Thanks for your hard work make to make your ride safer. The booziness of a lot (not all) of Pedalpalooza rides is what keeps me away from many of them, so hopefully this encourages other ride leaders to take the same actions as you do.
Corvids are really smart!
yay Sole and bike fam 2020.
Well said! I’ve seen some pretty bad spills over the years. I don’t want to stomp on anyone’s fun but I have been concerned with the amount of ‘lubrication’ on some rides.
The important thing to remember is, riding a bike while intoxicated is a DUII. Oregon has one of the most open ended law DUII law. The definition of driving and intoxication are subjective and wholly up to the discretion of the arresting officer.
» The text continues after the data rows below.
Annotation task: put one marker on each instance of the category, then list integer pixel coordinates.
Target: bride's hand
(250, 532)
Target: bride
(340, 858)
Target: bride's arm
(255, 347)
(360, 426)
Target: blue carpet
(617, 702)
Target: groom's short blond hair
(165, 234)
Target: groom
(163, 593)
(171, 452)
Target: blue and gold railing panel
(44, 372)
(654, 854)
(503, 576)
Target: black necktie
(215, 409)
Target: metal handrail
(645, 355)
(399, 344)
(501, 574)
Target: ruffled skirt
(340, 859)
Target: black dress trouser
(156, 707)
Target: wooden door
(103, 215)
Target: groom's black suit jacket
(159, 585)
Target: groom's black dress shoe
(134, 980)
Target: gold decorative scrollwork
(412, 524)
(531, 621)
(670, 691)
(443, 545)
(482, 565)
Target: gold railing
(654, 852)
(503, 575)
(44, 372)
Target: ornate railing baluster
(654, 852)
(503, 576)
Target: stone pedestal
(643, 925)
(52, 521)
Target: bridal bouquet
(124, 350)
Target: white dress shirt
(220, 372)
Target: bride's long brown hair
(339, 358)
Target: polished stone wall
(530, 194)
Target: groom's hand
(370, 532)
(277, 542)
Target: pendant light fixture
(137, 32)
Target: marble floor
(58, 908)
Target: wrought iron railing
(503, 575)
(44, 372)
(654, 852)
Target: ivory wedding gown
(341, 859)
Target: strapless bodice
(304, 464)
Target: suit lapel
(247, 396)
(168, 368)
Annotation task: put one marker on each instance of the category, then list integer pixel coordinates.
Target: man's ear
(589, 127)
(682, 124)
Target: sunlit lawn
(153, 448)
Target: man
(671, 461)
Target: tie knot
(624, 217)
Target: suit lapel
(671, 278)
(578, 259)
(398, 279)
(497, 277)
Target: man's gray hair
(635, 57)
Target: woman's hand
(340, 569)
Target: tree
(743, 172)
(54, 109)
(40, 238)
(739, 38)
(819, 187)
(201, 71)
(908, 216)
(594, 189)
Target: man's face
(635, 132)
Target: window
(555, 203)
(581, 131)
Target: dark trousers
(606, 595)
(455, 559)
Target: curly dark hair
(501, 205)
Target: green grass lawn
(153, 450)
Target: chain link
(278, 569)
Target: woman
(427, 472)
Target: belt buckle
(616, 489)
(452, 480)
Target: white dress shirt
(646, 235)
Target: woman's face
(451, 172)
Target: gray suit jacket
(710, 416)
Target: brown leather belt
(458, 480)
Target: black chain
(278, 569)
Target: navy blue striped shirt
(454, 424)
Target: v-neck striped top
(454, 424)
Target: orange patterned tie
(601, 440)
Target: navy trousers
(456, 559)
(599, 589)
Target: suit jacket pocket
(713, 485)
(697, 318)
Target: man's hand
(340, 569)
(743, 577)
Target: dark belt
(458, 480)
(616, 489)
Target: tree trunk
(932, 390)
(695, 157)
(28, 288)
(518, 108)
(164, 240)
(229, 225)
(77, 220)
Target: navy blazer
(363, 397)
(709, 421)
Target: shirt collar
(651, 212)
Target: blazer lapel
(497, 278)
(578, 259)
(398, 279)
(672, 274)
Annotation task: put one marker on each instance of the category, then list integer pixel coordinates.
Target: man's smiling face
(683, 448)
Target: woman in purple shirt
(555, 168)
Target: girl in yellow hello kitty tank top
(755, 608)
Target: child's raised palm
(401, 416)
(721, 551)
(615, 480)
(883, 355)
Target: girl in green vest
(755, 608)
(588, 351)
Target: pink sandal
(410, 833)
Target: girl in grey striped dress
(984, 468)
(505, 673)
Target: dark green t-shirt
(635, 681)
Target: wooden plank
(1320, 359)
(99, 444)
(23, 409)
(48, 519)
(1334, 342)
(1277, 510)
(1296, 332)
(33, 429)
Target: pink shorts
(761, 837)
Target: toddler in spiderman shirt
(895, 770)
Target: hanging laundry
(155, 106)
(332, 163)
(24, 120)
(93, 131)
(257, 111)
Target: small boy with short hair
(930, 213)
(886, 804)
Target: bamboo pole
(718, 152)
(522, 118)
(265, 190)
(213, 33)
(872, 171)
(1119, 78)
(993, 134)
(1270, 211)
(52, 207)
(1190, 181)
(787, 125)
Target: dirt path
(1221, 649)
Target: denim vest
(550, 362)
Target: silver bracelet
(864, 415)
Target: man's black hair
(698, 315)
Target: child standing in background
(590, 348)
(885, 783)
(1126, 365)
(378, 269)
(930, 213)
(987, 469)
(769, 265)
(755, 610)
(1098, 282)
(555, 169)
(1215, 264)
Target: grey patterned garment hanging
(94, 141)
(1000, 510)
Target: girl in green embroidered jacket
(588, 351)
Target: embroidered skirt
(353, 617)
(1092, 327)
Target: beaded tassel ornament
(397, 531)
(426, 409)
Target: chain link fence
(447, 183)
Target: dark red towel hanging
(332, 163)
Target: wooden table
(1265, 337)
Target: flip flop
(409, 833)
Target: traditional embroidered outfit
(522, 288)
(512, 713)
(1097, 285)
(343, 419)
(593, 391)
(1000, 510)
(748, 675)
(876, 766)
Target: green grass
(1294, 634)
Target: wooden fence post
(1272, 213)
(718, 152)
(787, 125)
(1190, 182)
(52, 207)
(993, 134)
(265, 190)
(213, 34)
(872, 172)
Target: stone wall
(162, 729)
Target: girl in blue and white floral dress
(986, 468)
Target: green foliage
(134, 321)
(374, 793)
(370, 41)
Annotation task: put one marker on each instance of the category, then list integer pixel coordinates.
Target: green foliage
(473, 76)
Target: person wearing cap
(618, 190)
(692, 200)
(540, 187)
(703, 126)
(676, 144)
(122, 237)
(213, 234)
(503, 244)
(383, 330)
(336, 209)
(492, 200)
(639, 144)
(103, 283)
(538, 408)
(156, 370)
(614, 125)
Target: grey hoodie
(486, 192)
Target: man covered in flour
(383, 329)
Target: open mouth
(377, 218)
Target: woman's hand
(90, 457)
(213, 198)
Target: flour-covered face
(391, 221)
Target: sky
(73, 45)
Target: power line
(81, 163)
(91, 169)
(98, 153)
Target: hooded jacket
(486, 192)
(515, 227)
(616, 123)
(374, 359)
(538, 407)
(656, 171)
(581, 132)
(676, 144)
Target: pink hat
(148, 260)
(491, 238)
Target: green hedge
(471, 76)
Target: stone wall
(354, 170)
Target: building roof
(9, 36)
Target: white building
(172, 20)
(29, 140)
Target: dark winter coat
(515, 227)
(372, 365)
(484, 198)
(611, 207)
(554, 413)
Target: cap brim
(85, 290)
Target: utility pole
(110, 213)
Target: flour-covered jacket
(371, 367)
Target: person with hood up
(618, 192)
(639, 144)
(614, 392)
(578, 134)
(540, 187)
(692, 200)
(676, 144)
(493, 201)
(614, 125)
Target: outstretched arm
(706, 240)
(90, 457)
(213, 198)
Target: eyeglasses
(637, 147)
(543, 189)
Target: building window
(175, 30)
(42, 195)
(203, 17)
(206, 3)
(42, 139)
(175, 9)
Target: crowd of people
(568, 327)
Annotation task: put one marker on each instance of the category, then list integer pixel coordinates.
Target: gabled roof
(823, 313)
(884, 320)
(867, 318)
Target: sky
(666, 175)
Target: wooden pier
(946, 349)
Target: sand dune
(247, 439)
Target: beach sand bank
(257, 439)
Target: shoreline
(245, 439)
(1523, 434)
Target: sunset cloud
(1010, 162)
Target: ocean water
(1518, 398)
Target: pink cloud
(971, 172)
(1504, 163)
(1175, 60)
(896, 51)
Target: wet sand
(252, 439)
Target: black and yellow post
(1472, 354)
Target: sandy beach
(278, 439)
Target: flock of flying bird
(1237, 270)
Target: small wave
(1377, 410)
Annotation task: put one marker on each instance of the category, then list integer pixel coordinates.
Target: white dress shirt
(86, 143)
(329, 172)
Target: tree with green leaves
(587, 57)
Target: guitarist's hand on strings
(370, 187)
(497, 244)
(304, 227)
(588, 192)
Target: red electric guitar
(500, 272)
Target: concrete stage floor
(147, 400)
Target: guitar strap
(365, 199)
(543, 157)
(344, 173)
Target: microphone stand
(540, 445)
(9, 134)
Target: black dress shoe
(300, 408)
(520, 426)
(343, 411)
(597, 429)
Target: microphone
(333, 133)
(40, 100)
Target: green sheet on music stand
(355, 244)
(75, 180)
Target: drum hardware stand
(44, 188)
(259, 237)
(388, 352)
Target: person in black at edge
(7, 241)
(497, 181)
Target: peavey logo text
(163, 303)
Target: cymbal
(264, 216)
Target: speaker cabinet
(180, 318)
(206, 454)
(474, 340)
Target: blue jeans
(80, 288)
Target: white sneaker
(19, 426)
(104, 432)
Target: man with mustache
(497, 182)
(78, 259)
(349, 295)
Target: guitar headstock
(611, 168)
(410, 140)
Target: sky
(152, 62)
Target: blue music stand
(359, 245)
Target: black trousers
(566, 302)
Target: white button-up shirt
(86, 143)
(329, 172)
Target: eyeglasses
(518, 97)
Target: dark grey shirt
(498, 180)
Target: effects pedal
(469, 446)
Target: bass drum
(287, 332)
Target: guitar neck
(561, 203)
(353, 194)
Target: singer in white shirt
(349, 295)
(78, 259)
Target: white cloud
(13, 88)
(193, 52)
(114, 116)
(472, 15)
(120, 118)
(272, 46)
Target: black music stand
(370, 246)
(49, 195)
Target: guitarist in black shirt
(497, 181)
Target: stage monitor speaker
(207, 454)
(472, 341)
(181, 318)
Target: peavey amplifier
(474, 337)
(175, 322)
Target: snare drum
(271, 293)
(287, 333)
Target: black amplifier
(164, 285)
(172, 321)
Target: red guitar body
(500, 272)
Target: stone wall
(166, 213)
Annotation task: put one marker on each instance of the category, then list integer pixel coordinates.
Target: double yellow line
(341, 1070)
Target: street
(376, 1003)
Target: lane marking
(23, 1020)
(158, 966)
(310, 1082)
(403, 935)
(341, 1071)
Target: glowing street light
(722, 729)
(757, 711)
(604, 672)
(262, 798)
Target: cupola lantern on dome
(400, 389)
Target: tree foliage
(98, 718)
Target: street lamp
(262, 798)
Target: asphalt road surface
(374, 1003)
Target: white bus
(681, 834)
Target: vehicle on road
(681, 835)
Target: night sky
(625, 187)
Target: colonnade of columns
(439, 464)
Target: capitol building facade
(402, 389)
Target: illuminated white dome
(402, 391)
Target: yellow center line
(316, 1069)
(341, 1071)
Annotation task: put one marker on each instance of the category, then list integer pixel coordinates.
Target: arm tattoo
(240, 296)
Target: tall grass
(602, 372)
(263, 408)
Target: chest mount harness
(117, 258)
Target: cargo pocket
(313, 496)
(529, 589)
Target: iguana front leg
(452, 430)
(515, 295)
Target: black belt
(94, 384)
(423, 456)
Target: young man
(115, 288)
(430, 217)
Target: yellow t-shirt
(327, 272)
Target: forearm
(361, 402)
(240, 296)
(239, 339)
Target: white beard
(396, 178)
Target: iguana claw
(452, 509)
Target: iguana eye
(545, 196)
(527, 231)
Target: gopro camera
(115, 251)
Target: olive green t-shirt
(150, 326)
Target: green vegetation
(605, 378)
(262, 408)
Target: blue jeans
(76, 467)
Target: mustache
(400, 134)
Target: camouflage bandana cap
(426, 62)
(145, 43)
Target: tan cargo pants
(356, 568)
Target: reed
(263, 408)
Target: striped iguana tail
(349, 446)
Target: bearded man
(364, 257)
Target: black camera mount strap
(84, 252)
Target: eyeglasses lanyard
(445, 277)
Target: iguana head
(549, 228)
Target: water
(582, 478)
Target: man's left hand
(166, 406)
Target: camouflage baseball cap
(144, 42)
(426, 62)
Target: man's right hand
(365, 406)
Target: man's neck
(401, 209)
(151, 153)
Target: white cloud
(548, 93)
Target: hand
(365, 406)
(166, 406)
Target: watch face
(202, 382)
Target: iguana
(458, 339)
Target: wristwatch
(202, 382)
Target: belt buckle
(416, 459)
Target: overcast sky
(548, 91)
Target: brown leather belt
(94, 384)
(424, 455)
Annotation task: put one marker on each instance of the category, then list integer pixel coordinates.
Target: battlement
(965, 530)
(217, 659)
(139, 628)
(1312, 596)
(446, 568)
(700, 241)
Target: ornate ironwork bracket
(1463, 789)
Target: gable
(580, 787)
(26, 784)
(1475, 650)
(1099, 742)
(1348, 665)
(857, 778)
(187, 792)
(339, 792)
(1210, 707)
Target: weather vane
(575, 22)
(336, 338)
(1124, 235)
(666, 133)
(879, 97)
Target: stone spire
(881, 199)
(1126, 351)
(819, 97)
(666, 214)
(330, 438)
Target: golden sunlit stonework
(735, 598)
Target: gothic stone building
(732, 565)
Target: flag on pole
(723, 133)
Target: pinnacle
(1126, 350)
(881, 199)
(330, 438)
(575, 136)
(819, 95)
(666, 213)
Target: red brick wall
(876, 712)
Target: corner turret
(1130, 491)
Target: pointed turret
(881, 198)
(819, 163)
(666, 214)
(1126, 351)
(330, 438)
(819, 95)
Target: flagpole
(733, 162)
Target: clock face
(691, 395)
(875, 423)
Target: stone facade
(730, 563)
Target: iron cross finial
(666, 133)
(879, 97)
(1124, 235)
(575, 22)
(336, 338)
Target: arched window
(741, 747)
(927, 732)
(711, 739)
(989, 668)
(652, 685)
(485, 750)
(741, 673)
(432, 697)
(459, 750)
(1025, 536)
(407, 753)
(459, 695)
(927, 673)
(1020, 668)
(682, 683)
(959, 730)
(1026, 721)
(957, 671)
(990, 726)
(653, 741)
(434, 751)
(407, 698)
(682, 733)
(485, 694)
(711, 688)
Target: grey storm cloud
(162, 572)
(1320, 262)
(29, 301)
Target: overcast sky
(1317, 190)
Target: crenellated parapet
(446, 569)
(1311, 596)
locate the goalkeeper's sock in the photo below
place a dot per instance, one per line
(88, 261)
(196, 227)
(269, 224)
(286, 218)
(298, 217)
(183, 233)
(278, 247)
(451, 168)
And yes, it is an arrest from which you have three options: 1) call a friend or family member for a ride 2) pay for a cab, if you have cash in your wallet 3) the drunk tank. I mean, we all enjoy a bit of the old liquid lightning, but you don’t want to get caught out by the PPB on a slosh.
But I think the bigger issue is the predatory behavior. I feel like there needs to be a safe infrastructure for a loner to come into a scene and know they wont get taken advantage of. I would say there should be a cadre of vetted “buddies” that can be called on to employ the buddy system. Maybe think of it as the Bike Panthers, or Guardian Angels – with less satin jackets. I dunno, just an idea.
I’m hearing from several sources that Corvidae club rides are continuing. This is extremely disappointing. No amount of bike fun is worth risking someone’s life. Can we find out from “Momma Bird” if this is true?